A Breath of Snow and Ashes - Diana Gabaldon [380]
“Perhaps . . .” he said meditatively. “I may find a way. Though I should hate to take another for the purpose.”
Another gem, he meant.
I swallowed a small lump in my throat at the thought. There were two left. One each, if Roger, or Bree, and Jemmy—but I choked that thought off firmly.
“What does it profit a man to gain the world,” I quoted, “if he lose his soul? It won’t do us any good to be secretly rich, if you get tarred and feathered.” I didn’t like that thought any better, but it wasn’t one I could avoid.
He glanced at his forearm; he had rolled up his sleeves for writing, and the fading burn still showed, a faint pink track among the sunbleached hairs. He sighed, went round his desk, and picked a quill from the jar.
“Aye. Perhaps I’d best write a few more letters.”
60
THE PALE HORSEMAN RIDES
ON THE TWENTIETH OF SEPTEMBER, Roger preached a sermon on the text, God hath chosen the weak things of the world to confound the things which are mighty. On the twenty-first of September, one of those weak things set out to prove the point.
Padraic and Hortense MacNeill and their children hadn’t come to church. They always did, and their absence aroused comment—enough that Roger asked Brianna next morning if she might walk round and visit, to see that there was nothing wrong.
“I’d go myself,” he said, scraping the bottom of his porridge bowl, “but I’ve promised to ride with John MacAfee and his father to Brownsville; he means to offer for a girl there.”
“Does he mean you to make them handfast on the spot if she says yes?” I asked. “Or are you just there to keep assorted Browns from assassinating him?” There had been no open violence since we had returned Lionel Brown’s body, but there were occasional small clashes, when a party from Brownsville happened to meet men from the Ridge now and then in public.
“The latter,” Roger said with a small grimace. “Though I’ve some hopes that a marriage or two betwixt the Ridge and Brownsville might help to mend matters, over time.”
Jamie, reading a newspaper from the most recent batch, looked up at that.
“Oh, aye? Well, it’s a thought. Doesna always work out just so, though.” He smiled. “My uncle Colum thought to mend just such a matter wi’ the Grants, by marrying my mother to the Grant. Unfortunately,” he added, turning over a page, “my mother wasna inclined to cooperate. She snubbed Malcolm Grant, stabbed my uncle Dougal, and eloped wi’ my father, instead.”
“Really?” Brianna hadn’t heard that particular story; she looked enchanted. Roger gave her a sidelong glance, and coughed, ostentatiously removing the sharp knife with which she’d been cutting up sausages.
“Well, be that as it may,” he said, pushing back from the table, knife in hand. “If ye wouldn’t mind having a look-in on Padraic’s family, just to see they’re all right?”

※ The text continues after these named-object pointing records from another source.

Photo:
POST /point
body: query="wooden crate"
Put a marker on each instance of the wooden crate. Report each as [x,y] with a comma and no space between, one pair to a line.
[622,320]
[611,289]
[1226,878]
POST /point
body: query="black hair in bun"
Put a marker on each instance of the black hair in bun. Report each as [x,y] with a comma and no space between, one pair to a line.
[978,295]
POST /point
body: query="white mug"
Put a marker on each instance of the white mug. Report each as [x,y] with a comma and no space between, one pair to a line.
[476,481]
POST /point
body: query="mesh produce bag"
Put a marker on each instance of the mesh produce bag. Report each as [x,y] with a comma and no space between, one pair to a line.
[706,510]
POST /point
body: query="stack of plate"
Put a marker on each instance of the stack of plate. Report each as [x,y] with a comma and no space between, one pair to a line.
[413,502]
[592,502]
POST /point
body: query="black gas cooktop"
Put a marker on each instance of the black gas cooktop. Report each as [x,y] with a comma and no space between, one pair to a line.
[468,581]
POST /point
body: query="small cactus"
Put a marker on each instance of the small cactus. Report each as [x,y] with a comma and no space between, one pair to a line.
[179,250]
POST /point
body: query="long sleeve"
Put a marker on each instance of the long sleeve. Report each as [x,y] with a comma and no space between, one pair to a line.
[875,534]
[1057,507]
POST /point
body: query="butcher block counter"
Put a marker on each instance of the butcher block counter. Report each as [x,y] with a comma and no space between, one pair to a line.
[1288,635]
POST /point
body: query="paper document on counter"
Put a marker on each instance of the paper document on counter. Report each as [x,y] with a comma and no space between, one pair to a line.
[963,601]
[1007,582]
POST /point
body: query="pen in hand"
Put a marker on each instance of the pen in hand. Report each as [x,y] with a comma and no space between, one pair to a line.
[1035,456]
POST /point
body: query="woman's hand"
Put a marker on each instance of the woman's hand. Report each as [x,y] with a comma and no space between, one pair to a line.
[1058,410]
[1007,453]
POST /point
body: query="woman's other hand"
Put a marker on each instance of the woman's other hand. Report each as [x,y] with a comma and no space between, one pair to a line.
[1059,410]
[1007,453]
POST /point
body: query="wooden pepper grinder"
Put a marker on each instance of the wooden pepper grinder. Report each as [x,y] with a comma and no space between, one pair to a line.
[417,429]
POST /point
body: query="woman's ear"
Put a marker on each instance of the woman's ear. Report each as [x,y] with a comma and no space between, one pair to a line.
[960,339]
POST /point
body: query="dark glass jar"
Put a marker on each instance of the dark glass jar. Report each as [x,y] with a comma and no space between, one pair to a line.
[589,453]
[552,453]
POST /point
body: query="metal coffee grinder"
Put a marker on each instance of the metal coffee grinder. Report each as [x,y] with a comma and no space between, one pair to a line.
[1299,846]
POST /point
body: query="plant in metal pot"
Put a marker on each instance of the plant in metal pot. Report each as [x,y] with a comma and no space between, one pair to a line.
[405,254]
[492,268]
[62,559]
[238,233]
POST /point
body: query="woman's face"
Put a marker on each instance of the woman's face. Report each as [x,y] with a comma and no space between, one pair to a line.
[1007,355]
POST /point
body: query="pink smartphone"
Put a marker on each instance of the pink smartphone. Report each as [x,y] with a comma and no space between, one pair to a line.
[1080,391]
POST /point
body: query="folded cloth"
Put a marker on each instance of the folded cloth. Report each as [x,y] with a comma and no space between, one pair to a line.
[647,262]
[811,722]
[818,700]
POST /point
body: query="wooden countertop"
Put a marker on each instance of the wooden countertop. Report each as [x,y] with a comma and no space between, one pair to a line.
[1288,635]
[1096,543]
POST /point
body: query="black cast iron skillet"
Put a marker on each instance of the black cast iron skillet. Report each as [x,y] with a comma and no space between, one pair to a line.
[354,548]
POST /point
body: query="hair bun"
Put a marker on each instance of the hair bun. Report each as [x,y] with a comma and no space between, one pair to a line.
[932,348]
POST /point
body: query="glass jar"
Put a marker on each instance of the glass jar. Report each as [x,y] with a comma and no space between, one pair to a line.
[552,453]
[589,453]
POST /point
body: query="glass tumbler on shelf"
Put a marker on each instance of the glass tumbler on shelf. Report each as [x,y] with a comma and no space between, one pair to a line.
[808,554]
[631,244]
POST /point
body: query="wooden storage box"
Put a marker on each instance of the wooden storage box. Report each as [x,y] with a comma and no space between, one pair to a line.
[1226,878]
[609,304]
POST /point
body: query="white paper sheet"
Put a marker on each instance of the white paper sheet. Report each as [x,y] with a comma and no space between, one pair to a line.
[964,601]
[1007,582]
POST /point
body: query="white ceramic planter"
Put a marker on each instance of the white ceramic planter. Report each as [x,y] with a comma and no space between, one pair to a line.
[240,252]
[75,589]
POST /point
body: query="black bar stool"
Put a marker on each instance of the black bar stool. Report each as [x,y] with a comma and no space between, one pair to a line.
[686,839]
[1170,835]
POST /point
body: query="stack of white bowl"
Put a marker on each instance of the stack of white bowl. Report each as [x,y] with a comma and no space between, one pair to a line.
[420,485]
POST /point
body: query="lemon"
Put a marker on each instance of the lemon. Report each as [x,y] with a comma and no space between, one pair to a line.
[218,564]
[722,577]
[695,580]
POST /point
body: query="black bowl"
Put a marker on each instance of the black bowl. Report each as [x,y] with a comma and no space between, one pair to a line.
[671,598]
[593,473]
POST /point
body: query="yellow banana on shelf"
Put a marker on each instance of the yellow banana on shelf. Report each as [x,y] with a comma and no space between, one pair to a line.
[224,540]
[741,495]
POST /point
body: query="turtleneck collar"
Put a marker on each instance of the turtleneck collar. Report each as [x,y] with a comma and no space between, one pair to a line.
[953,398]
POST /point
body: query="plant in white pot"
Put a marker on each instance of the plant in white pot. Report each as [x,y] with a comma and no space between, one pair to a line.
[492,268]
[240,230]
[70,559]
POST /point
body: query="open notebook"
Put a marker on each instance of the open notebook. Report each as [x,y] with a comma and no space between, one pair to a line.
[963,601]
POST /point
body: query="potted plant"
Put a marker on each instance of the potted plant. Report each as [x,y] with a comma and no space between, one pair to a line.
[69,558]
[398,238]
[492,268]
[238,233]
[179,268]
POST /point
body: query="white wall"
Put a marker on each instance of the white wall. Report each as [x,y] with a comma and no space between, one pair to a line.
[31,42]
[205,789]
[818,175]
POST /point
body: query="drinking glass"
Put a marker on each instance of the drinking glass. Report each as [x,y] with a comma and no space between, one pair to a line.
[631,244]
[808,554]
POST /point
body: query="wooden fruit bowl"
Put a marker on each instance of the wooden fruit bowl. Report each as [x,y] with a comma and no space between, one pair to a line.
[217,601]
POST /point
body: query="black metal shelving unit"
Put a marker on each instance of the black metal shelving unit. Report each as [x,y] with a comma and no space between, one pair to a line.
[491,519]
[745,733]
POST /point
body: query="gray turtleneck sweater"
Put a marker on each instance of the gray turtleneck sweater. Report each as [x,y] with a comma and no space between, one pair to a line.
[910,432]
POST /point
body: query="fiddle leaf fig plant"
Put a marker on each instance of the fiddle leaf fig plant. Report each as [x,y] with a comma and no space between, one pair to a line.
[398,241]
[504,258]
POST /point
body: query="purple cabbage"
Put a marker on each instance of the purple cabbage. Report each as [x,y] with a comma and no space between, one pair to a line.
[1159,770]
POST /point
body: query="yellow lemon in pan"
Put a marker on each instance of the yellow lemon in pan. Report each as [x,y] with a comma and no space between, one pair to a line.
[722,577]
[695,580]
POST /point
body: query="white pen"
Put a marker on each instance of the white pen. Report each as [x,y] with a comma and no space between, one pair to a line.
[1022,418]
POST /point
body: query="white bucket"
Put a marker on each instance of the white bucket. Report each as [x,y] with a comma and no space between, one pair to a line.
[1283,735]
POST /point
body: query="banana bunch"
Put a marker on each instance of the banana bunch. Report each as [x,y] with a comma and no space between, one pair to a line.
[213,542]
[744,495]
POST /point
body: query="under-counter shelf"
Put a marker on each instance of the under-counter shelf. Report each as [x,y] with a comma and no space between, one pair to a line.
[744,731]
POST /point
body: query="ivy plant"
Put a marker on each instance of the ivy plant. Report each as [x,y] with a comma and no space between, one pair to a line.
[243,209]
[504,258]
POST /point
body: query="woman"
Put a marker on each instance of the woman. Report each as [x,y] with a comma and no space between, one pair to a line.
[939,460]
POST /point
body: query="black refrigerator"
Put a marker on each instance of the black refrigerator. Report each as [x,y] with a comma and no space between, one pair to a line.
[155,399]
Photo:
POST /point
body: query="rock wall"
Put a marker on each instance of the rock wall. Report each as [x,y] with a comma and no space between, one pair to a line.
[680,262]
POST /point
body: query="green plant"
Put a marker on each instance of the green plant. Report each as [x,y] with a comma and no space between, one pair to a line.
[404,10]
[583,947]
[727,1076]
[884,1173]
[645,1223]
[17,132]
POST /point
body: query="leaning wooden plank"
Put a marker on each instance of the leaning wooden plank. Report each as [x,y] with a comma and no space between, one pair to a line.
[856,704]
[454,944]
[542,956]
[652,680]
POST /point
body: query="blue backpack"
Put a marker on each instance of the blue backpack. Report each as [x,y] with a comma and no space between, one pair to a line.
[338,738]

In the event, Lizzie and I came along with Brianna, meaning to call on Marsali and Fergus, whose cabin was a little way beyond the MacNeills’. We met Marsali on the way, though, coming back from the whisky spring, and so there were four of us when we came to the MacNeills’ cabin.
“Why are there so many flies, of a sudden?” Lizzie slapped at a large bluebottle that had landed on her arm, then waved at two more, circling round her face.
“Something’s dead nearby,” Marsali said, lifting her nose to sniff the air. “In the wood, maybe. Hear the crows?”
There were crows, cawing in the treetops nearby; looking up, I saw more circling, black spots against the brilliant sky.
“Not in the wood,” Bree said, her voice suddenly strained. She was looking toward the cabin. The door was tightly shut, and a mass of flies milled over the hide-covered window. “Hurry.”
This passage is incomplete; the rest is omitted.